Court rules photographers must violate religious faith
The New Mexico Supreme Court has ruled that the First Amendment does not protect the owners a photography company who refused to serve a Lesbian couple because of their Christian beliefs.
Jon and Elaine Hugunin of Albuquerque, the court said, “can no more turn away customers on the basis of sexual orientation – photographing a same-sex marriage ceremony – than they could refuse to photograph African-Americans or Muslims.”
“All of which, I assume, is little comfort to the Huguenins, who now are compelled by law to compromise the very religious beliefs that inspire their lives. Though the rule of law requires it, the result is sobering. It will no doubt leave a tangible mark on the Huguenins and others of similar views.”

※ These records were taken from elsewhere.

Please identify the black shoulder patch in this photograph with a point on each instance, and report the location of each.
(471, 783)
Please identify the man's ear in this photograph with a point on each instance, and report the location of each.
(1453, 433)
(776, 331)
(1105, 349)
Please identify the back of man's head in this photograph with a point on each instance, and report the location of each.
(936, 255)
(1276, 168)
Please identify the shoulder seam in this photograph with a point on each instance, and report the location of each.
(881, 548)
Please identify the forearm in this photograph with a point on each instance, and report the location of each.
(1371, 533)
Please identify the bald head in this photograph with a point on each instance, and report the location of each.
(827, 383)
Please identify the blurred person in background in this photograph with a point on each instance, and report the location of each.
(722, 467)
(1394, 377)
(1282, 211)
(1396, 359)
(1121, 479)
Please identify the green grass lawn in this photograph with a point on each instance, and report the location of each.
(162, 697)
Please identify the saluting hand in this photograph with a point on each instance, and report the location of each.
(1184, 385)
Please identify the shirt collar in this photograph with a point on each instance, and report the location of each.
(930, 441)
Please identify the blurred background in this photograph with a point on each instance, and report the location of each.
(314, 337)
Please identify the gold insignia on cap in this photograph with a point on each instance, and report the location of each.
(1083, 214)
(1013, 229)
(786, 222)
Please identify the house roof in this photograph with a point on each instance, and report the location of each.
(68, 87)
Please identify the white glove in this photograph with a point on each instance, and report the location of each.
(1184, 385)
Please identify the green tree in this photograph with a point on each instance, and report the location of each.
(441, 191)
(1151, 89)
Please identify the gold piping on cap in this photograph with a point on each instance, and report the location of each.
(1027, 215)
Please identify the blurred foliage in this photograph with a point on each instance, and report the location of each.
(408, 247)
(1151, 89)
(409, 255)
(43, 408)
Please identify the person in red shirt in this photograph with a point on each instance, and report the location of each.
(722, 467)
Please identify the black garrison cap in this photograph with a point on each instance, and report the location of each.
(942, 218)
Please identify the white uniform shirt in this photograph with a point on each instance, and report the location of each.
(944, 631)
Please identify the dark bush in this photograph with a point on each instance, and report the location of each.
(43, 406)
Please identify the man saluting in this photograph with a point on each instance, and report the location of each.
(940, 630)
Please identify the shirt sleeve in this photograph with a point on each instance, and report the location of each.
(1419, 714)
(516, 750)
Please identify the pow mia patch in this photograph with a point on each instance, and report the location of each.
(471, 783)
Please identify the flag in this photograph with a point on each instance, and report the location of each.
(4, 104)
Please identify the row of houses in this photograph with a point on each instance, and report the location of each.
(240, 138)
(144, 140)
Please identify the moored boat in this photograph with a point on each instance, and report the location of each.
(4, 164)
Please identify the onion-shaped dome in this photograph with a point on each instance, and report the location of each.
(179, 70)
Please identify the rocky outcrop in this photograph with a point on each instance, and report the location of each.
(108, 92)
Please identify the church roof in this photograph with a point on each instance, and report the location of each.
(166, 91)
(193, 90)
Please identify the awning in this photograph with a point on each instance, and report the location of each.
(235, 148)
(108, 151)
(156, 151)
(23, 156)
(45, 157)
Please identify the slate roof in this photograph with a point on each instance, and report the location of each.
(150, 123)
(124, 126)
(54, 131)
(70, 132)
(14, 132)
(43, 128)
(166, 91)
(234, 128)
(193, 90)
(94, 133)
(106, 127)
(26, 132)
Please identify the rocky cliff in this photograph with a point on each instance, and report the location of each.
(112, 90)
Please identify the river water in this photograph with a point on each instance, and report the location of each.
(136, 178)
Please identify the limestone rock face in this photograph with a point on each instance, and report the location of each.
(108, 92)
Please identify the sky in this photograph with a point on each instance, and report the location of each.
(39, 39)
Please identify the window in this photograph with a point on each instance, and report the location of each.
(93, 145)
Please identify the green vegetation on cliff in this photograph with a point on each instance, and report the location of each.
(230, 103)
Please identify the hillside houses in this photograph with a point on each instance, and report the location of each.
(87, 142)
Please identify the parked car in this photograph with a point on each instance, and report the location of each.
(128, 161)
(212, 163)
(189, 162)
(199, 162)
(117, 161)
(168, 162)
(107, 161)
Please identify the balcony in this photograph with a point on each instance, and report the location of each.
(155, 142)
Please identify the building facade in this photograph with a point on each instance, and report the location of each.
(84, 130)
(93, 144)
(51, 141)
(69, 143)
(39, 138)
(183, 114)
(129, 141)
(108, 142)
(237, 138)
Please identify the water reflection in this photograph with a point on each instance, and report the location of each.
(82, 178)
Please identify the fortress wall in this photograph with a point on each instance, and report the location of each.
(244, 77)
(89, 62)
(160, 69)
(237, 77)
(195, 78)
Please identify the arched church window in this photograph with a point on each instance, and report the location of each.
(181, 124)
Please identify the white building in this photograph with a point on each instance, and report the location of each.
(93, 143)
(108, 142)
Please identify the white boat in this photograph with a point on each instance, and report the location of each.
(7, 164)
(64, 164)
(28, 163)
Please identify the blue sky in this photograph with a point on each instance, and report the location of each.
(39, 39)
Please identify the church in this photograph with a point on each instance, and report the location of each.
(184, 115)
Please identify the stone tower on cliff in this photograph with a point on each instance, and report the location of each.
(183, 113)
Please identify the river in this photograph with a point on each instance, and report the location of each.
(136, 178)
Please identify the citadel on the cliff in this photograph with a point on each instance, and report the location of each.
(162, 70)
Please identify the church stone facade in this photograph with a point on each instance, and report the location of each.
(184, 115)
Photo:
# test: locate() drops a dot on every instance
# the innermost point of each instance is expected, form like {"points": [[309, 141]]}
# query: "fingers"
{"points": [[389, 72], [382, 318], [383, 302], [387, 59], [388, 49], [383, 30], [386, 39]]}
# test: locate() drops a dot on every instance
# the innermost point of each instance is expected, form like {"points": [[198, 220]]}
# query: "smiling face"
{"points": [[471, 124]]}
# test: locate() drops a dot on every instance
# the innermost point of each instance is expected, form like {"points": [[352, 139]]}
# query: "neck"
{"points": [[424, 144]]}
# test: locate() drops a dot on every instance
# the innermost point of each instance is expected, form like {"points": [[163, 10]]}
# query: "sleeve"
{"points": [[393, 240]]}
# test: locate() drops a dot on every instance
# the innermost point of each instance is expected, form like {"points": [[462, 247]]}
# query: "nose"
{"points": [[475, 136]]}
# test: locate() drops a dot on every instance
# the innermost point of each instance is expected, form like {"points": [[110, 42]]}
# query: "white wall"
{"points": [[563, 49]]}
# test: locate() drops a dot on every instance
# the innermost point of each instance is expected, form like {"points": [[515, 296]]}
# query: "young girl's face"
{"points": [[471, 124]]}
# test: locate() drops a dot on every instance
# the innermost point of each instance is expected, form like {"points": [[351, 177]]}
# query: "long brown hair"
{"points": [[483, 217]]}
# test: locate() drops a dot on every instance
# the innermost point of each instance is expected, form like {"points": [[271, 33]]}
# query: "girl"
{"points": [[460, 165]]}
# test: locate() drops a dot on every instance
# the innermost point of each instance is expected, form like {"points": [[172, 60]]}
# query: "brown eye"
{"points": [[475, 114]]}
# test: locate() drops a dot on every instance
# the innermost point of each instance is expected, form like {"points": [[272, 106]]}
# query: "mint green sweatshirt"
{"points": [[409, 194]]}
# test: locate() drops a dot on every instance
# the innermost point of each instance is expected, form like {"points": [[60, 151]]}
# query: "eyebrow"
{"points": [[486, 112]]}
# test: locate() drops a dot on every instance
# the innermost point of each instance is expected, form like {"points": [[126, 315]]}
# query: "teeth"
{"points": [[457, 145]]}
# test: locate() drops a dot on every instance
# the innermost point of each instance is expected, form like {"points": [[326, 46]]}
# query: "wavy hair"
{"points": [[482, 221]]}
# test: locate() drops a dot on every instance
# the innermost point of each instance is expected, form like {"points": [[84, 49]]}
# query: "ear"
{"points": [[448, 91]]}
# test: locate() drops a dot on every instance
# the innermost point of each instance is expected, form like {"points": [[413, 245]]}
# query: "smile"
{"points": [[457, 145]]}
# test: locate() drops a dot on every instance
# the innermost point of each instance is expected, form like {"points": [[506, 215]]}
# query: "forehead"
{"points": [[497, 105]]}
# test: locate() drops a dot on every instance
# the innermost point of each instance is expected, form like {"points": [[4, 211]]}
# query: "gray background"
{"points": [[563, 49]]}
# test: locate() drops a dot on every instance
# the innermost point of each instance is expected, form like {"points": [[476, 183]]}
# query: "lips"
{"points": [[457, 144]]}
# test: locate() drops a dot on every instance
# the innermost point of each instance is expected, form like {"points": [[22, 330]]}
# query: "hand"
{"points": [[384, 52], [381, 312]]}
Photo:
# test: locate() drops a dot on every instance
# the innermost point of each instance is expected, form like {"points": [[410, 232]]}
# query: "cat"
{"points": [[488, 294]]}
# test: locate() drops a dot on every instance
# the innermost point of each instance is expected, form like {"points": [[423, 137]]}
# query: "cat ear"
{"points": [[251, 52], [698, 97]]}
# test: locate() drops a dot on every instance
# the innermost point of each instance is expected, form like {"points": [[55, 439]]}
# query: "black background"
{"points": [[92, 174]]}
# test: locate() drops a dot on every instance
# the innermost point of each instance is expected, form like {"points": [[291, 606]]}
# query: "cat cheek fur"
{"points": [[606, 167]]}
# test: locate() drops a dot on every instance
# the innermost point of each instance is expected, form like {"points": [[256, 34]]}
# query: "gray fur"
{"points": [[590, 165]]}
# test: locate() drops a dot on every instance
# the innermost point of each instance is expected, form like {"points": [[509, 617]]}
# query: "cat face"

The stunning verdict came in a case brought by lesbians against Elane Photography. The lesbians wanted the photographer to document their “wedding,” and the photography company declined, claiming it would violate the Christian faith of the owners.
New Mexico’s anti-discrimination law, which provides special protections for homosexuals, “does not even require Elane Photography to take photographs. The NMHRA only mandates that if Elane Photography operates a business as a public accommodation, it cannot discriminate against potential clients based on their sexual orientation.”
“Government-coerced expression is a feature of dictatorships that has no place in a free country. This decision is a blow to our client and every American’s right to live free,” said Alliance Defending Freedom Senior Counsel Jordan Lorance, whose organization worked on the case.